I just wanted to do the experiment in a fun way instead of fighting against benchmarks. :)
DALL-E 2/3 is too expensive to run significant tests on, but neither allow you to manipulate the system prompt to override some behaviors.
It is possible to work around it for GPT-4-Vision with the system prompt but it's very difficult and due to ambiguities in OpenAI's content policy I'm unsure if it's ethical or not.
I am still working on experimenting with its effects on Claude: it turns out that Claude does leak its system prompt telling it not to identify individuals without any prompt injections! If you do hit such an issue with this notebook, it will output the full JSON response.
It won't follow even simple, non-ethnic specific instructions such as "draw three women sitting at a cafe", it re-writes and completely forgets the original number of women, and adds a lot to the query that wasn't there.

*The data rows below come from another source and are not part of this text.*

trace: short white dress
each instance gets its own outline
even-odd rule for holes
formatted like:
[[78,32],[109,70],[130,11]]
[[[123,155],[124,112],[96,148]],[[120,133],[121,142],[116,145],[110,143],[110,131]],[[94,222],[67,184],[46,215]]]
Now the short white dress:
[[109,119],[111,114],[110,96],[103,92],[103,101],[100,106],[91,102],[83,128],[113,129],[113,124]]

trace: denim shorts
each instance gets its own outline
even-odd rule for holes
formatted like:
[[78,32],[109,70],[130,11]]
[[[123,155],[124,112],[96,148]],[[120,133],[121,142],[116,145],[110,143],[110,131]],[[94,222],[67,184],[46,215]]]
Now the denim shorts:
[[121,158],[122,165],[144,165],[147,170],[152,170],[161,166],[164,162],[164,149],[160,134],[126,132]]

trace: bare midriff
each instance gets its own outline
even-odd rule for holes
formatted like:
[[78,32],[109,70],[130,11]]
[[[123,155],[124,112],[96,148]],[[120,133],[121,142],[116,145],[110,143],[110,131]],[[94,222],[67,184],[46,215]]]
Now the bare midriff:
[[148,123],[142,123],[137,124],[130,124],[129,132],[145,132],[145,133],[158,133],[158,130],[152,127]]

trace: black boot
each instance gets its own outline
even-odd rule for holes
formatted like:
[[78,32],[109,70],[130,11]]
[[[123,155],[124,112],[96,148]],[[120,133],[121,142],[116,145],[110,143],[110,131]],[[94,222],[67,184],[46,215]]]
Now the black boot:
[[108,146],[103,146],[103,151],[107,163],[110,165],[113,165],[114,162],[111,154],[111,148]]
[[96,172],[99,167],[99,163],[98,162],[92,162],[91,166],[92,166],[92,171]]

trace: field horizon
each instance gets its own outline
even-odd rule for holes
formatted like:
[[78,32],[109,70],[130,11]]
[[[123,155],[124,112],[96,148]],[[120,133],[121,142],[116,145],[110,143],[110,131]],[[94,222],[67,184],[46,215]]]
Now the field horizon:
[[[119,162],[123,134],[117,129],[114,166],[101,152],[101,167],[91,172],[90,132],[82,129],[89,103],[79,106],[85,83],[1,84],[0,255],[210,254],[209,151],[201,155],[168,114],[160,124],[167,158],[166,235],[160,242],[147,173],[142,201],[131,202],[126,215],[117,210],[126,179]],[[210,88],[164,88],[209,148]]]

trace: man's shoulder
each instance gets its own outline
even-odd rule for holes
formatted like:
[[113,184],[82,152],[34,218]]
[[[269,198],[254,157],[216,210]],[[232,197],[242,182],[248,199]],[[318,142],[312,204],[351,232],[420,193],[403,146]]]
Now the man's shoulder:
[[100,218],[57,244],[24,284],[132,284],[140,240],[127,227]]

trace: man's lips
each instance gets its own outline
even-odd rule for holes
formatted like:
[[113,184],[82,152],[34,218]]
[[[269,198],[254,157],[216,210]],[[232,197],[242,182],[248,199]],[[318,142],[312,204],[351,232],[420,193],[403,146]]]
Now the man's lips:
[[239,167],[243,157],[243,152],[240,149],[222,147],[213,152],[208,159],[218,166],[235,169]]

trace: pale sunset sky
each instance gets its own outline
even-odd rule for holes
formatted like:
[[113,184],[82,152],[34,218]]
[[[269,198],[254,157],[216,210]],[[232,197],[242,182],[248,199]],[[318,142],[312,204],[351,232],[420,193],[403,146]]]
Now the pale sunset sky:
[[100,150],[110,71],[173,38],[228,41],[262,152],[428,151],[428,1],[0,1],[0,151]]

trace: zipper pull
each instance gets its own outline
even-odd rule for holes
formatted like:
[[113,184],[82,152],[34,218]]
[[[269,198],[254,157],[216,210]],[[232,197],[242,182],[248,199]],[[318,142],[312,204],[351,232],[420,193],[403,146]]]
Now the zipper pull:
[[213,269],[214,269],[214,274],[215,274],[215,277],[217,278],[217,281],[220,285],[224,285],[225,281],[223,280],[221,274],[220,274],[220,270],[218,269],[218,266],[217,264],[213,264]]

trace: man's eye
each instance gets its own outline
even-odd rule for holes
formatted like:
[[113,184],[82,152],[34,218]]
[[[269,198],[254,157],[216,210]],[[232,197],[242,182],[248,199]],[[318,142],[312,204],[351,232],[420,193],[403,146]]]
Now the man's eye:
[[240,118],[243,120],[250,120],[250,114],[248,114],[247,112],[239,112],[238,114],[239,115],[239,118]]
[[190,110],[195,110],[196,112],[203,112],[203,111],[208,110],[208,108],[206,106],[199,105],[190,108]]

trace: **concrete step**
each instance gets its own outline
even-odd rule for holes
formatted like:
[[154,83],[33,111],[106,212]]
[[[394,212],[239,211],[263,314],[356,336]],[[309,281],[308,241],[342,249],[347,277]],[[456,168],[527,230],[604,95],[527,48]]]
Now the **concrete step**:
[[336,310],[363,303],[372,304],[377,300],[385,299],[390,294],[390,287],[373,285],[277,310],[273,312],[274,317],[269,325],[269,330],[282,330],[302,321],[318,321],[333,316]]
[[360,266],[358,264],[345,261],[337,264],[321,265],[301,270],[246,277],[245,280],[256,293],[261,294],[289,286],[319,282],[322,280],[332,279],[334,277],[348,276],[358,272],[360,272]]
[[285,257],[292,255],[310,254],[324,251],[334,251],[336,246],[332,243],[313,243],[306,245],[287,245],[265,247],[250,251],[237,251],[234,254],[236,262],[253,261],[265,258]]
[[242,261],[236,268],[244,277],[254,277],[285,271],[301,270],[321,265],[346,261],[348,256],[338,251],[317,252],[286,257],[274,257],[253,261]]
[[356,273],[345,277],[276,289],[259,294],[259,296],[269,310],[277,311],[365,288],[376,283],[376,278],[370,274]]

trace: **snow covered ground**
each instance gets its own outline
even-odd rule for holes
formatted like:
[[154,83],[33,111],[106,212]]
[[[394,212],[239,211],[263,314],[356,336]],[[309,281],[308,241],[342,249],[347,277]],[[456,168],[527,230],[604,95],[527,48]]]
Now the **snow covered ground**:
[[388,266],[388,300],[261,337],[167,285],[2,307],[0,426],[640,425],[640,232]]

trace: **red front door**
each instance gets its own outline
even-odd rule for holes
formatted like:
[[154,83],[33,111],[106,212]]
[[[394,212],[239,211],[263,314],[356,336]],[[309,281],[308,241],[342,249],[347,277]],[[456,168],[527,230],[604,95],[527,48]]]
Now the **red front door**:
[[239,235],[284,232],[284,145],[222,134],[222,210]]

At least from the limited sample size of results, the rules text seems like garbled than other models in the mtg card generating space. Curious if you're able to first generate a few mechanics, and then have it design an entire set (either bottom-up or top-down). I'm sure balancing is not something Gen AI can do properly... but I imagine this can really change how set designers approach new worlds or mechanics!
(Disclaimer, I'm the maintainer of this package, but this kind of use is exactly why I created it at the beginning)
If you know how to use HTML+CSS and would like to generate full-fledged cards, you could use a package such as html2image [0] to combine the text, the image and a card-template image into one final image.
Chrome/Chromium has to be available on Colab Notebooks though, that's the only requirement.
Using basic SVG without this package could also do the trick.
1. It is not nearly as good as ChatGPT's function calling conformance, hence why the system prompt engineering is more aggressive than usual.
2. Claude doesn't seem to handle nesting schema well: otherwise I would have allowed "generating X cards in a cycle" as a feature. The documentation does state that it can't handle "deeply nested" data but a single list is not deeply nested.
3. The documentation mentioned that Claude can do a chain-of-thoughts with tools enabled: in my testing this reduces quality drastically. In Opus, which does it by default, it's a waste of extremely expensive output tokens and it has a tendency to ignore fields.
4. Haiku and Sonnet have different vibes but similar subjective quality, in this case Sonnet being more "correct" and Haiku being more "fun", which is surprising.